As viral shedding from the gastrointestinal tract may continue even after complete resolution of the symptoms, the isolates from the sterile and non sterile sites may differ. One report have shown that when an enterovirus is detected in non sterile site it differs from that isolated in sterile sites in 10% of throat swabs and 20% of rectal swabs [2]. Vesicle swab which was earlier neglected is now being widely used, as the viral yield is almost comparable to throat swab with extra advantage of being sterile.

References

1. Kar BR, Dwibedi B, Kar SK. Outbreak of hand, foot and mouth disease in Bhubaneswar, Odisha: Epidemiology and clinical features. Indian Pediatr. 2012. [Epub ahead of print].

2. Ooi MH, Wong SC, Podin Y, Akin W, del Sel S, Mohan A, et al. Human enterovirus 71 disease in Sarawak, Malaysia: a prospective clinical, virological, and molecular epidemiological study. Clin Infect Dis. 2007;44:646–56.

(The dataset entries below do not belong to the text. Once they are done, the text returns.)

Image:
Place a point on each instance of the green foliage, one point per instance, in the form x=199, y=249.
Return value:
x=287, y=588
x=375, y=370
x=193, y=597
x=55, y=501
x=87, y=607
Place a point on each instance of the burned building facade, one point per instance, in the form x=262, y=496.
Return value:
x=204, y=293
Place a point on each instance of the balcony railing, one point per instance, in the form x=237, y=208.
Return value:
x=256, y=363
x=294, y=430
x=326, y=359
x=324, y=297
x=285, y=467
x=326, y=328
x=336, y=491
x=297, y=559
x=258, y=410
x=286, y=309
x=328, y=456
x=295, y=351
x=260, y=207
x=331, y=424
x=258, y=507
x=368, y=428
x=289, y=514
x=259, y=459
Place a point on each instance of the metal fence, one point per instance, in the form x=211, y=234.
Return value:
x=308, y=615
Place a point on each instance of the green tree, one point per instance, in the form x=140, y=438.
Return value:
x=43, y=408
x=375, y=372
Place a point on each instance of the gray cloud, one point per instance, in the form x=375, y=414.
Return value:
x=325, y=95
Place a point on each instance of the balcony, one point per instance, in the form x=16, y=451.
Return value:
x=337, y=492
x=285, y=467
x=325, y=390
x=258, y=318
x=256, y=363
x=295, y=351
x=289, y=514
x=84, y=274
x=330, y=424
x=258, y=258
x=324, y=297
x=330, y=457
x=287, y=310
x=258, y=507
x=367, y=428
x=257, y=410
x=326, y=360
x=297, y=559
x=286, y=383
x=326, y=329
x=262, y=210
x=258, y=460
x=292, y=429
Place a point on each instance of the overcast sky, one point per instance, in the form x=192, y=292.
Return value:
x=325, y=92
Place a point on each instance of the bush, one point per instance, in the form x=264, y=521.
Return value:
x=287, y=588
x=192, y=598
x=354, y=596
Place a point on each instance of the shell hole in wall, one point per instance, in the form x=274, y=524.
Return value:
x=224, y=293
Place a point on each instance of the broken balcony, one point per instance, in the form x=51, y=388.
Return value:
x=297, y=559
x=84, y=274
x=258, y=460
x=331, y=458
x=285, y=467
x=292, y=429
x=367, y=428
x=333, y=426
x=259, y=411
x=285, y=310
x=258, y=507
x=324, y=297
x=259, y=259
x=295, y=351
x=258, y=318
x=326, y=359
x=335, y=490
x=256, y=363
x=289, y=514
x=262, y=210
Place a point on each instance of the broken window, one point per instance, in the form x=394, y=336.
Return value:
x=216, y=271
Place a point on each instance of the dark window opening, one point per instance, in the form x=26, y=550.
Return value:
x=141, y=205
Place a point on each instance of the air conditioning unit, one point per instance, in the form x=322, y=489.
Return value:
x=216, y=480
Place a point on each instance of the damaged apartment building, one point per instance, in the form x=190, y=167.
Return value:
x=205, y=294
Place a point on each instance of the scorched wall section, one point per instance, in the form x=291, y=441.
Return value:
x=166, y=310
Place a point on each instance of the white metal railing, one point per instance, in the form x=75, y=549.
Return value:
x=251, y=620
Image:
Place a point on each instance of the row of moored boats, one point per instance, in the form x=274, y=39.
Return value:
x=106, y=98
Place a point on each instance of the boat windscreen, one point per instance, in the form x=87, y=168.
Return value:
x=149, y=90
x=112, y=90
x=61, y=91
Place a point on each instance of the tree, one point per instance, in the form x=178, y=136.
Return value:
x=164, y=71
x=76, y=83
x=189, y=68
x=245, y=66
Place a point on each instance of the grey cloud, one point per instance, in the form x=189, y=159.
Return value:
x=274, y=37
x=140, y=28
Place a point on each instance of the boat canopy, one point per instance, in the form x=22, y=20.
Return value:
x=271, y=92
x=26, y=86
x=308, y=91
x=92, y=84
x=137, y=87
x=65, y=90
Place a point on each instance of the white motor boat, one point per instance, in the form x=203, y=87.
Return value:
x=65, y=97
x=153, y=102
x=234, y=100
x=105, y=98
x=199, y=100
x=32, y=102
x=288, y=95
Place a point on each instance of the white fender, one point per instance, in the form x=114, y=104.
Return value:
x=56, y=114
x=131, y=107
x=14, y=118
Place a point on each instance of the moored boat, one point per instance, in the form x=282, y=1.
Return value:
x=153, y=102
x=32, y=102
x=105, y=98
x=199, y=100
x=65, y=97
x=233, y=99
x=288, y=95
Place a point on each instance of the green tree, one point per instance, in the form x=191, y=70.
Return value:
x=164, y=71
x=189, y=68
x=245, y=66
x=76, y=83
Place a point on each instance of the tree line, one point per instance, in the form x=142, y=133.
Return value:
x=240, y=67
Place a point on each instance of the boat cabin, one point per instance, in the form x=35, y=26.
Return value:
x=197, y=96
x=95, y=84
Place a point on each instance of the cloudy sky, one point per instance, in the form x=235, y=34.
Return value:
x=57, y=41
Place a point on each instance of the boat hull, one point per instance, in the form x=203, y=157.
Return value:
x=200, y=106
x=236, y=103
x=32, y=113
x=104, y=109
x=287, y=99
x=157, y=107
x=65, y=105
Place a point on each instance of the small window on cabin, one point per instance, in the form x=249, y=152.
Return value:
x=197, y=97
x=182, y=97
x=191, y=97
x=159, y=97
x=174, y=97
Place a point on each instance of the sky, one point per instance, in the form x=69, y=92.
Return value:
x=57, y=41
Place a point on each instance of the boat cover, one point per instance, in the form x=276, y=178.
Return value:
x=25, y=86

3. Ooi MH, Solomon T, Podin Y, Mohan A, Akin W, Yusuf MA, et al. Evaluation of different clinical sample types in diagnosis of human enterovirus 71-associated hand-foot-and-mouth disease. J Clin Microbiol. 2007;45:1858–66.

4. Chan, KP, Goh KT, Chong CY, Teo ES, Lau G, Ling AE. Epidemic hand, foot and mouth disease caused by human enterovirus 71, Singapore. Emerg Infect Dis. 2003;9: 78-85.